Na Bahia, subimos o sarrafo. Juntamos a Band e a Frente Nacional Antirracista, movimento lançado em 2020 com cerca de 600 entidades do movimento negro brasileiro, numa campanha nacional de doações. O resultado foi uma das maiores mobilizações logísticas da história. Em poucos dias, arrecadamos mais de 12 milhões de reais em dinheiro, alimentos e produtos. Em uma semana, esse valor chegará a 20 milhões.

Apesar da nossa experiência logística em lugares de difícil acesso, graças à Favela Log, empresa de logística da Favela Holding, grupo de empresas que lidero, percebemos que o trabalho aqui é enorme e que precisaríamos de ajuda. O número de atingidos pelas chuvas, as maiores em 30 anos, supera 600 mil pessoas e a infraestrutura de logística dos municípios afetados foi muito danificada.

Entramos em contato com duas empresas, que imediatamente se prontificaram a ajudar: a Luft Logística e a Gol Linhas Aérea. Cada uma em sua especialidade (a Luft na logística terrestre e a Gol, na aérea), elas garantiram toda a movimentação das cargas, no que está sendo um dos maiores esforços de logística da história. Coordenando todo esse esforço, está uma menina brilhante, que já é uma das maiores lideranças sociais do país: Tamires Sampaio.

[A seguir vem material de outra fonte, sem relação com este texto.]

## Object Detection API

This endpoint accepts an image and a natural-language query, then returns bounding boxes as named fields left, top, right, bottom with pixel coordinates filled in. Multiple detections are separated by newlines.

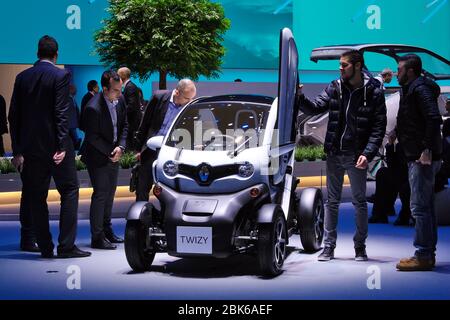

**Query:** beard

left=341, top=66, right=356, bottom=83
left=397, top=73, right=409, bottom=86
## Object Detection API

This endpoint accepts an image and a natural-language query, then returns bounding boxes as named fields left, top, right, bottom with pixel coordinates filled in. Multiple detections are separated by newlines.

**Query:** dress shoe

left=20, top=241, right=40, bottom=253
left=57, top=246, right=92, bottom=258
left=105, top=233, right=124, bottom=244
left=91, top=238, right=117, bottom=250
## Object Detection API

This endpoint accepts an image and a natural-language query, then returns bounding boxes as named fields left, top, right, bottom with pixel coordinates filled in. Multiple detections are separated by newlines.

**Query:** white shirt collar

left=170, top=89, right=176, bottom=104
left=103, top=93, right=117, bottom=107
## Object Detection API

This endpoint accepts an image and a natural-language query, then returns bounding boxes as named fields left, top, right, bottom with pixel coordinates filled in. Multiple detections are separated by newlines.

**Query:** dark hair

left=341, top=50, right=364, bottom=68
left=398, top=54, right=422, bottom=77
left=37, top=35, right=58, bottom=59
left=87, top=80, right=98, bottom=91
left=101, top=70, right=121, bottom=90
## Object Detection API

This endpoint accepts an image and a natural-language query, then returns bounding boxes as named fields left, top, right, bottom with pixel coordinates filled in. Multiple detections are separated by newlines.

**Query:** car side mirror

left=147, top=136, right=164, bottom=151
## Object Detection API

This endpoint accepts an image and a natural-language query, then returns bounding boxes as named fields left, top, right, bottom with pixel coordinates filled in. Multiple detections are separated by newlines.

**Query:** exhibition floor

left=0, top=200, right=449, bottom=300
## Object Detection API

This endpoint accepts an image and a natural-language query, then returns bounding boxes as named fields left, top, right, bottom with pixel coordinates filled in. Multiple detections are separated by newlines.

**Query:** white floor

left=0, top=202, right=449, bottom=300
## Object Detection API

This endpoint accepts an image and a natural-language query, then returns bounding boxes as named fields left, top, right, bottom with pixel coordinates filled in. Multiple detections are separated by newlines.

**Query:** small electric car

left=124, top=28, right=324, bottom=277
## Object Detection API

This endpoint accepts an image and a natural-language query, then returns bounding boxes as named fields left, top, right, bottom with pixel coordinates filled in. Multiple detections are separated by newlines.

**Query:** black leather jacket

left=296, top=73, right=387, bottom=162
left=396, top=76, right=443, bottom=161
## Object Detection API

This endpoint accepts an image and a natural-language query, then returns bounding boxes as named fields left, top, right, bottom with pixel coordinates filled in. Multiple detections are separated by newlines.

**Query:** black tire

left=257, top=209, right=287, bottom=277
left=125, top=220, right=155, bottom=272
left=298, top=188, right=324, bottom=252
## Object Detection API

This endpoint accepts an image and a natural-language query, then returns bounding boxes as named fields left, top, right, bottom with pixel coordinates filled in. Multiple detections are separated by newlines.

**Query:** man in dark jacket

left=8, top=35, right=90, bottom=258
left=118, top=67, right=141, bottom=151
left=296, top=50, right=387, bottom=262
left=134, top=79, right=196, bottom=201
left=368, top=136, right=412, bottom=225
left=395, top=54, right=443, bottom=271
left=80, top=80, right=99, bottom=125
left=80, top=70, right=128, bottom=250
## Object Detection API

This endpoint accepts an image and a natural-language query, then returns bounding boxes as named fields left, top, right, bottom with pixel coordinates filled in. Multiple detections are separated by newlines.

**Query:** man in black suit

left=135, top=79, right=196, bottom=201
left=118, top=67, right=141, bottom=151
left=80, top=80, right=99, bottom=127
left=8, top=35, right=90, bottom=258
left=80, top=70, right=128, bottom=250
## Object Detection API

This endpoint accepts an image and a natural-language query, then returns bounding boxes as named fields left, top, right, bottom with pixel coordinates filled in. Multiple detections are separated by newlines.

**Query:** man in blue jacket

left=296, top=50, right=387, bottom=261
left=395, top=54, right=443, bottom=271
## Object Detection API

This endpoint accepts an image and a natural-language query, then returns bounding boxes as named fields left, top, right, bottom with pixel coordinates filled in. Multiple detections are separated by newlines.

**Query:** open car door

left=273, top=27, right=299, bottom=186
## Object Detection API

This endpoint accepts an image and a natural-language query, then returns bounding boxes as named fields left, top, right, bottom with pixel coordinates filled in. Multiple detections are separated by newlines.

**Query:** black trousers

left=125, top=110, right=141, bottom=152
left=135, top=151, right=157, bottom=202
left=87, top=161, right=119, bottom=240
left=21, top=142, right=79, bottom=253
left=19, top=170, right=35, bottom=243
left=371, top=167, right=411, bottom=220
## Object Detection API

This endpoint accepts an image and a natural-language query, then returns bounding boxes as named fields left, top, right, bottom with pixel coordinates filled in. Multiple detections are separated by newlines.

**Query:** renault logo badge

left=198, top=164, right=210, bottom=183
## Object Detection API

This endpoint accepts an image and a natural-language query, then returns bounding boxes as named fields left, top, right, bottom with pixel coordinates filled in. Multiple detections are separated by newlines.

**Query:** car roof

left=193, top=94, right=275, bottom=105
left=310, top=44, right=450, bottom=80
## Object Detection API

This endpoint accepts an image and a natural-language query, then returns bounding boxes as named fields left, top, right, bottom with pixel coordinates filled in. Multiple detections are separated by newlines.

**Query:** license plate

left=176, top=226, right=212, bottom=254
left=183, top=199, right=218, bottom=214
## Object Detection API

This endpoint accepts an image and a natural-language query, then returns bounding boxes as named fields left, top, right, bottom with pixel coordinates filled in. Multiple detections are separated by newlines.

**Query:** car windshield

left=166, top=101, right=270, bottom=151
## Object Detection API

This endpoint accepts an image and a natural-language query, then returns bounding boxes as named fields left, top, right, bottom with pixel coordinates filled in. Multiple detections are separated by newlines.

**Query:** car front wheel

left=257, top=209, right=287, bottom=277
left=125, top=220, right=155, bottom=272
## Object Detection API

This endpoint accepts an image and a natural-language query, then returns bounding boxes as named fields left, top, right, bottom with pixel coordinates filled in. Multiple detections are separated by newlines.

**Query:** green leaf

left=94, top=0, right=230, bottom=88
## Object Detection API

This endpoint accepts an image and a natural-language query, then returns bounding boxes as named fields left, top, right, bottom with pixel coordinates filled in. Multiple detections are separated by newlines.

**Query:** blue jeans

left=408, top=161, right=441, bottom=259
left=324, top=154, right=368, bottom=249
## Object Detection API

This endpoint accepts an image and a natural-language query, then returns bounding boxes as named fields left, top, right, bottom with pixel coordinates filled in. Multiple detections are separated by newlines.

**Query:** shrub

left=119, top=151, right=138, bottom=169
left=0, top=158, right=17, bottom=174
left=295, top=145, right=325, bottom=162
left=75, top=156, right=87, bottom=171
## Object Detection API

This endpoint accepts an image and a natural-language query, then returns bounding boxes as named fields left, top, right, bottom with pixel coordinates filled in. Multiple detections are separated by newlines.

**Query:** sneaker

left=318, top=247, right=334, bottom=261
left=355, top=247, right=368, bottom=261
left=396, top=256, right=433, bottom=271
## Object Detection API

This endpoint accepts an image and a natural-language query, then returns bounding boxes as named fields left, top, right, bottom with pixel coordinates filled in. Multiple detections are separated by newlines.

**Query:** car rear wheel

left=125, top=220, right=155, bottom=272
left=298, top=188, right=324, bottom=252
left=257, top=209, right=287, bottom=277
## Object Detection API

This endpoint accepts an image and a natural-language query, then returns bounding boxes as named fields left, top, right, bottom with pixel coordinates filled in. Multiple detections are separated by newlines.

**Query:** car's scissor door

left=273, top=27, right=299, bottom=185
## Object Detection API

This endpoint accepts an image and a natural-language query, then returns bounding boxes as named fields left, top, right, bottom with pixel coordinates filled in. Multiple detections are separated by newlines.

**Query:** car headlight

left=163, top=161, right=178, bottom=177
left=238, top=162, right=254, bottom=178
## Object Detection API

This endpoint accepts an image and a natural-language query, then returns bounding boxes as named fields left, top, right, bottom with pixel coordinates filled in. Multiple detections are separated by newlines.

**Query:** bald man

left=134, top=79, right=196, bottom=201
left=118, top=67, right=141, bottom=151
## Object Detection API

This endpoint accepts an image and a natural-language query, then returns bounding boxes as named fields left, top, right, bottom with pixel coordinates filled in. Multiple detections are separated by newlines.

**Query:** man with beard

left=296, top=50, right=386, bottom=261
left=395, top=54, right=443, bottom=271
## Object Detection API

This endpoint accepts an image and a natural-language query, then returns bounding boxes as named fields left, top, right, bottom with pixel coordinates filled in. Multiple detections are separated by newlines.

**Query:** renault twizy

left=124, top=28, right=324, bottom=276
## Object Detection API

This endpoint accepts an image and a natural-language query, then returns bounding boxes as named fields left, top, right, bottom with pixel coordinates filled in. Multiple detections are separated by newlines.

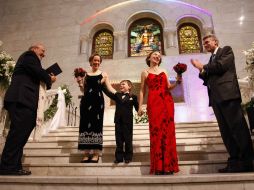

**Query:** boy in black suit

left=104, top=80, right=139, bottom=164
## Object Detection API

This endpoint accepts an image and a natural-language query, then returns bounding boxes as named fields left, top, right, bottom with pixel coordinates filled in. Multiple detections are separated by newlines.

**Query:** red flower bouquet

left=173, top=62, right=187, bottom=76
left=74, top=67, right=86, bottom=78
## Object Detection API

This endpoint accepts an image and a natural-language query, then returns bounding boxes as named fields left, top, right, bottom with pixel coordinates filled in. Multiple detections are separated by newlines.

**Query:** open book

left=46, top=62, right=62, bottom=76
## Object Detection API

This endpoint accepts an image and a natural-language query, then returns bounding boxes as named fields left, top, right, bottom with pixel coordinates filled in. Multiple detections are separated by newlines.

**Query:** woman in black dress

left=76, top=53, right=113, bottom=163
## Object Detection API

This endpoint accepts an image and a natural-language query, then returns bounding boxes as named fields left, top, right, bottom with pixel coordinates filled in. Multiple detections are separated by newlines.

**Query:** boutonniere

left=129, top=97, right=133, bottom=100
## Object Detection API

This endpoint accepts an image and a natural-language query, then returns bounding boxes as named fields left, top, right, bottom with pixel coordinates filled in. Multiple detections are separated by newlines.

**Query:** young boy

left=104, top=80, right=139, bottom=164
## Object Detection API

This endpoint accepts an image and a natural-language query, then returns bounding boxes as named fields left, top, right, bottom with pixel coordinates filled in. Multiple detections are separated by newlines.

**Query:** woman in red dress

left=138, top=51, right=180, bottom=175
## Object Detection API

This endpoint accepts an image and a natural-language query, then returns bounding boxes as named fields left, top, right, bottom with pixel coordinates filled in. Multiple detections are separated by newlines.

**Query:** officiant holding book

left=0, top=43, right=56, bottom=175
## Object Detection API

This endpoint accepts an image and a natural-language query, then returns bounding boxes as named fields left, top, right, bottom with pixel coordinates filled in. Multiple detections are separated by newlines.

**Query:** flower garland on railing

left=241, top=42, right=254, bottom=111
left=44, top=84, right=72, bottom=121
left=0, top=40, right=16, bottom=89
left=243, top=42, right=254, bottom=66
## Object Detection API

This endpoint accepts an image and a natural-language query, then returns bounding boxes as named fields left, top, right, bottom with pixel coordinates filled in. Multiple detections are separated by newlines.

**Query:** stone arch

left=89, top=22, right=115, bottom=39
left=176, top=16, right=204, bottom=33
left=80, top=22, right=114, bottom=59
left=125, top=11, right=165, bottom=57
left=176, top=16, right=204, bottom=54
left=125, top=10, right=165, bottom=31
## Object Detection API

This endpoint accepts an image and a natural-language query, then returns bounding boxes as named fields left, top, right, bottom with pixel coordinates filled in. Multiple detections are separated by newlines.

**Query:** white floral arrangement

left=134, top=109, right=148, bottom=124
left=243, top=42, right=254, bottom=65
left=0, top=41, right=16, bottom=89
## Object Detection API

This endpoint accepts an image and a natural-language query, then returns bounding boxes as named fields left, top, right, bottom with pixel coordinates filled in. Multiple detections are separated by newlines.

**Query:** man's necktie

left=211, top=54, right=216, bottom=62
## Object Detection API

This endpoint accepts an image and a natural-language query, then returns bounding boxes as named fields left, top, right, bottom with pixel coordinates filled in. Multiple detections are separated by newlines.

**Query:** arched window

left=128, top=18, right=164, bottom=57
left=92, top=29, right=114, bottom=59
left=177, top=23, right=202, bottom=54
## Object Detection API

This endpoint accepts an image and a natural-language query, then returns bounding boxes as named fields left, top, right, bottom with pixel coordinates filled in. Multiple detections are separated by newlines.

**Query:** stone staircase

left=1, top=121, right=254, bottom=190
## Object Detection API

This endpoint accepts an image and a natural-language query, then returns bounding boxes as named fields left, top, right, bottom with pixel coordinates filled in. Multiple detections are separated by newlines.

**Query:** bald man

left=0, top=43, right=56, bottom=175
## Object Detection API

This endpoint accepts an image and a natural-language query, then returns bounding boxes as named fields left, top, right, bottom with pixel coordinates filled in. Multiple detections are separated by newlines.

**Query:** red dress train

left=146, top=72, right=179, bottom=174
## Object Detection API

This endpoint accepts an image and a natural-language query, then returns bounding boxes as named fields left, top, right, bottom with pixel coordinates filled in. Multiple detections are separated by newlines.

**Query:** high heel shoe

left=90, top=155, right=99, bottom=163
left=164, top=171, right=174, bottom=175
left=80, top=155, right=90, bottom=163
left=154, top=171, right=164, bottom=175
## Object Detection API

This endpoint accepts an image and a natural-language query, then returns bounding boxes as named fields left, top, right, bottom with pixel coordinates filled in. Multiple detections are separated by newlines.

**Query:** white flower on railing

left=58, top=86, right=67, bottom=94
left=0, top=41, right=16, bottom=89
left=243, top=42, right=254, bottom=65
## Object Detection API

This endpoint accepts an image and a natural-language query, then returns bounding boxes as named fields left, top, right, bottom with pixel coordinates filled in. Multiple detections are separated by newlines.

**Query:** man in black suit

left=0, top=43, right=56, bottom=175
left=191, top=34, right=254, bottom=173
left=104, top=80, right=139, bottom=163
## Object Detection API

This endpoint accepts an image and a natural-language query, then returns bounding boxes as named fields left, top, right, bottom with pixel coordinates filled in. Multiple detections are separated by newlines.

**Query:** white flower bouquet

left=0, top=41, right=16, bottom=89
left=243, top=42, right=254, bottom=65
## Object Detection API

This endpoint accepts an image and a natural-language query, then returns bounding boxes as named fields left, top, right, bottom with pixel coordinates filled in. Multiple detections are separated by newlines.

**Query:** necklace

left=151, top=66, right=159, bottom=73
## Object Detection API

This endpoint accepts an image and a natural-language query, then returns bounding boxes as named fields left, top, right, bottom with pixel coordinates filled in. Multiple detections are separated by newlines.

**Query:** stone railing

left=1, top=86, right=78, bottom=142
left=32, top=88, right=78, bottom=141
left=30, top=87, right=58, bottom=141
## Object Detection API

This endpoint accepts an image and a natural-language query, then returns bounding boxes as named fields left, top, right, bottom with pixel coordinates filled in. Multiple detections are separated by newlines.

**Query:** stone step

left=26, top=137, right=228, bottom=147
left=53, top=124, right=219, bottom=133
left=58, top=122, right=219, bottom=129
left=1, top=172, right=254, bottom=190
left=24, top=142, right=227, bottom=154
left=40, top=133, right=223, bottom=141
left=22, top=150, right=229, bottom=164
left=21, top=160, right=228, bottom=176
left=43, top=131, right=221, bottom=138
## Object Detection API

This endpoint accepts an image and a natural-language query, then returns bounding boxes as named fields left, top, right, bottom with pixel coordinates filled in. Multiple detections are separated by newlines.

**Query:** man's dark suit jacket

left=199, top=46, right=241, bottom=106
left=4, top=50, right=52, bottom=110
left=104, top=91, right=139, bottom=124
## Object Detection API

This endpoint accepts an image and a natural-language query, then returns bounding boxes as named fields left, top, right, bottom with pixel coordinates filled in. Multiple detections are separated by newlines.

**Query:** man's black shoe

left=0, top=169, right=32, bottom=175
left=218, top=165, right=253, bottom=173
left=114, top=160, right=123, bottom=164
left=218, top=166, right=229, bottom=173
left=124, top=160, right=131, bottom=164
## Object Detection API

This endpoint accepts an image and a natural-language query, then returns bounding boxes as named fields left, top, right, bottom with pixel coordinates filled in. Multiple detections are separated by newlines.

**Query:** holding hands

left=138, top=108, right=145, bottom=116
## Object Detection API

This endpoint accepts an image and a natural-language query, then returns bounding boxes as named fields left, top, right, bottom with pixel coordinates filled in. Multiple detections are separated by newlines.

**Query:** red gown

left=146, top=72, right=179, bottom=174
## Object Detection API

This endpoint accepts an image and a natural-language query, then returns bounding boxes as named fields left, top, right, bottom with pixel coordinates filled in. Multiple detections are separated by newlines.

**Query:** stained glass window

left=92, top=30, right=114, bottom=59
left=128, top=18, right=164, bottom=57
left=178, top=23, right=202, bottom=54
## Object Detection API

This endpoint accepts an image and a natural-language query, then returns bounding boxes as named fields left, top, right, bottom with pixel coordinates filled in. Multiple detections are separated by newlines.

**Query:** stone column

left=164, top=29, right=178, bottom=56
left=80, top=35, right=91, bottom=60
left=113, top=31, right=126, bottom=59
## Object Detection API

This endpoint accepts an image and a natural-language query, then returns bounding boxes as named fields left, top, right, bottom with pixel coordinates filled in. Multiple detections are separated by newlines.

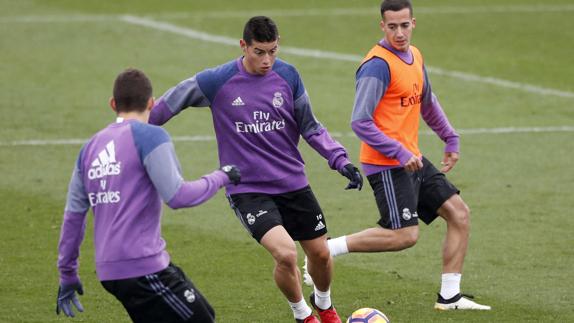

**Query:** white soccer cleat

left=434, top=293, right=491, bottom=311
left=302, top=256, right=315, bottom=286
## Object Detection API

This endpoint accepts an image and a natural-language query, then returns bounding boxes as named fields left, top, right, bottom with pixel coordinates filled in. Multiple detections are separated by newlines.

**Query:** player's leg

left=417, top=157, right=490, bottom=310
left=276, top=186, right=341, bottom=323
left=300, top=236, right=343, bottom=323
left=345, top=225, right=418, bottom=252
left=334, top=168, right=420, bottom=253
left=435, top=195, right=489, bottom=310
left=260, top=226, right=304, bottom=302
left=437, top=194, right=470, bottom=276
left=302, top=168, right=419, bottom=287
left=260, top=226, right=320, bottom=322
left=299, top=236, right=331, bottom=292
left=229, top=193, right=318, bottom=322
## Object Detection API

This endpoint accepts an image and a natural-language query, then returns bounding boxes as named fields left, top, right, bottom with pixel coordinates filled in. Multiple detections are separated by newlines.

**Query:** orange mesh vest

left=359, top=44, right=424, bottom=166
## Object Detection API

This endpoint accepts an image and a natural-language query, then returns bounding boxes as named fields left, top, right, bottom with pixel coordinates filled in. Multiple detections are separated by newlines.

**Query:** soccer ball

left=346, top=308, right=390, bottom=323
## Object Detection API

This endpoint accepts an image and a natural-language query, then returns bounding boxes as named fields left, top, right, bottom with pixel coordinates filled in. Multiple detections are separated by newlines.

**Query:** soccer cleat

left=434, top=293, right=491, bottom=311
left=302, top=256, right=314, bottom=286
left=296, top=314, right=320, bottom=323
left=309, top=293, right=342, bottom=323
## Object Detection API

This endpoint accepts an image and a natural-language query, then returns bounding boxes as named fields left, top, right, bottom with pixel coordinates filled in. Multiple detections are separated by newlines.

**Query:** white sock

left=313, top=286, right=332, bottom=310
left=328, top=236, right=348, bottom=257
left=288, top=298, right=312, bottom=320
left=440, top=273, right=461, bottom=299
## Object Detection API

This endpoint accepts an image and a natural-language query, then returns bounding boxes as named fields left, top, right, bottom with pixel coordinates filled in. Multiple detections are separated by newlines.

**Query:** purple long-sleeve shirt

left=150, top=57, right=351, bottom=195
left=351, top=39, right=459, bottom=176
left=57, top=118, right=230, bottom=284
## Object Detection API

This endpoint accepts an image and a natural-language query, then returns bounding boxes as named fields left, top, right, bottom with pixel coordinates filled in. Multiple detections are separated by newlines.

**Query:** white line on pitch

left=2, top=126, right=573, bottom=147
left=119, top=15, right=574, bottom=99
left=2, top=12, right=572, bottom=98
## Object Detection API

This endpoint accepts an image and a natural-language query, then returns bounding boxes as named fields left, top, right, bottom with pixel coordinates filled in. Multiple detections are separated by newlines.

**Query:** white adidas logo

left=314, top=221, right=325, bottom=231
left=231, top=96, right=245, bottom=106
left=91, top=140, right=116, bottom=167
left=87, top=140, right=121, bottom=180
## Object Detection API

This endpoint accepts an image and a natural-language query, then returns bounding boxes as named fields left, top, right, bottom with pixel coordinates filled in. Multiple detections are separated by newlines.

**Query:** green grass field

left=1, top=0, right=573, bottom=322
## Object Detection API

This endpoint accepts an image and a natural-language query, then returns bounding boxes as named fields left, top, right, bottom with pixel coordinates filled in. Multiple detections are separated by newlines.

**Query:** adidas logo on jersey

left=231, top=96, right=245, bottom=106
left=314, top=221, right=325, bottom=231
left=88, top=140, right=121, bottom=180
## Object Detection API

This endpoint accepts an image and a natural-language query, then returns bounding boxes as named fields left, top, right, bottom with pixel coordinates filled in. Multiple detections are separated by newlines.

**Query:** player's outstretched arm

left=143, top=137, right=239, bottom=209
left=165, top=165, right=240, bottom=209
left=149, top=75, right=211, bottom=126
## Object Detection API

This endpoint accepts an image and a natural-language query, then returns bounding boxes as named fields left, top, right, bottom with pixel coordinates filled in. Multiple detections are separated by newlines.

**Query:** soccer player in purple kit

left=56, top=68, right=240, bottom=322
left=149, top=16, right=362, bottom=323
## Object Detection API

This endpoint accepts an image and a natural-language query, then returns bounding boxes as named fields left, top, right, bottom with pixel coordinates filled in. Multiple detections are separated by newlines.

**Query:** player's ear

left=379, top=20, right=385, bottom=32
left=239, top=39, right=247, bottom=52
left=412, top=17, right=416, bottom=29
left=146, top=97, right=154, bottom=111
left=109, top=97, right=117, bottom=113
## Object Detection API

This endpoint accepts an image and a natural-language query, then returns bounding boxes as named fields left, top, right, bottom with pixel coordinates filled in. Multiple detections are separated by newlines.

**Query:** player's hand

left=339, top=163, right=363, bottom=190
left=404, top=156, right=423, bottom=172
left=220, top=165, right=241, bottom=185
left=440, top=152, right=459, bottom=173
left=56, top=281, right=84, bottom=317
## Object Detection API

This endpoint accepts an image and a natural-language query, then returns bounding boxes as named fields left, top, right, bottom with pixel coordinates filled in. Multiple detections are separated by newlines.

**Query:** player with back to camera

left=303, top=0, right=491, bottom=311
left=149, top=16, right=363, bottom=323
left=56, top=68, right=241, bottom=322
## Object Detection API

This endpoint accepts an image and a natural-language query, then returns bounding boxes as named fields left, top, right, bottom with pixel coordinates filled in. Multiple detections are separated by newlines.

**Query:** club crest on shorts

left=272, top=92, right=284, bottom=108
left=402, top=208, right=412, bottom=220
left=246, top=210, right=268, bottom=225
left=183, top=289, right=196, bottom=303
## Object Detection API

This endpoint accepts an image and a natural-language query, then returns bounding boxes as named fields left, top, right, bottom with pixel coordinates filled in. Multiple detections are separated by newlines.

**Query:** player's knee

left=273, top=249, right=298, bottom=269
left=403, top=231, right=418, bottom=248
left=399, top=227, right=419, bottom=248
left=307, top=248, right=331, bottom=265
left=452, top=203, right=470, bottom=230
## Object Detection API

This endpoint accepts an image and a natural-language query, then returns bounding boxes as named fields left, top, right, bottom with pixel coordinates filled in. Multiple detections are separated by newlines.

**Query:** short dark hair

left=380, top=0, right=413, bottom=19
left=243, top=16, right=279, bottom=45
left=112, top=68, right=152, bottom=113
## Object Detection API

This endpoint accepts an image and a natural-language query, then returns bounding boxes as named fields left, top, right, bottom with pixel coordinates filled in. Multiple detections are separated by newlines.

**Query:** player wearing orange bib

left=303, top=0, right=491, bottom=311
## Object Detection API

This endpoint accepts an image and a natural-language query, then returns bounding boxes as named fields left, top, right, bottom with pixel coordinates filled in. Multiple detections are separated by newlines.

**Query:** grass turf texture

left=1, top=0, right=573, bottom=322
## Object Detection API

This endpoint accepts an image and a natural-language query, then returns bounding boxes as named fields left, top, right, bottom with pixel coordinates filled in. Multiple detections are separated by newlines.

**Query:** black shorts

left=101, top=263, right=215, bottom=323
left=366, top=156, right=459, bottom=229
left=228, top=186, right=328, bottom=242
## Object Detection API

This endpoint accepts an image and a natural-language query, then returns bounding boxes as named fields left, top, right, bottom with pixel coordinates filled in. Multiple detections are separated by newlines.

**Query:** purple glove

left=56, top=281, right=84, bottom=317
left=339, top=164, right=363, bottom=190
left=221, top=165, right=241, bottom=185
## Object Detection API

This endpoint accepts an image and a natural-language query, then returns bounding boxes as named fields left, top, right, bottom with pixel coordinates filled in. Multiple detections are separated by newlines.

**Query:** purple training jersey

left=150, top=57, right=351, bottom=195
left=57, top=119, right=229, bottom=283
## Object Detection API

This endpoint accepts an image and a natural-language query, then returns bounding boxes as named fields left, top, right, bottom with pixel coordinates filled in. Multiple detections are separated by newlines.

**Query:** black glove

left=220, top=165, right=241, bottom=185
left=56, top=281, right=84, bottom=317
left=339, top=164, right=363, bottom=190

Preta, feminista e nascida em Guaianases, na periferia de São Paulo, Tamires é o expoente de uma nova fase do movimento negro. Ela simplesmente acordou dizendo que o movimento não poderia ficar na condição de pedintes de doação, e que deveria ser protagonista das soluções do seu povo. E lá foi ela para a Bahia, junto com a outra liderança histórica, Ângela Guimarães (UNEGRO), para liderar um movimento histórico com apoio de Marcio Lima, presidente da CUFA Bahia, e Marcivan Barreto, da CUFA São Paulo.

Abro um parêntese aqui para falar do movimento negro. Me conheço como parte dele desde que me descobri como negro. Isso foi em 1997, quando passei a trabalhar com o Racionais MCs. Mergulhei de cabeça no ativismo no ano seguinte, quando o MV Bill me levou para conhecer o Orumilar, um dos grupos afros mais importantes do Brasil, e o Ceap (Centro de Articulação de Populações Marginalizadas), coordenado pelo Ivanir dos Santos.

Foi Ivanir que me pegou pela mão e me levou para as passeatas e manifestações de rua. Tudo era muito tenso e eu ainda não enxergava uma saída, até que conheci Flávia Oliveira, uma das minhas maiores referências. Agressiva na medida certa, ela tinha opinião sobre tudo e sempre se posicionava, mas respeitava as diferentes correntes de pensamento e dialogava, sem buscar o monopólio da agenda. Desde então, criamos a CUFA (que tem cotas para brancos há mais de 20 anos), lançamos revistas de preto, apoiamos a criação de um partido de pretos, entre outras iniciativas.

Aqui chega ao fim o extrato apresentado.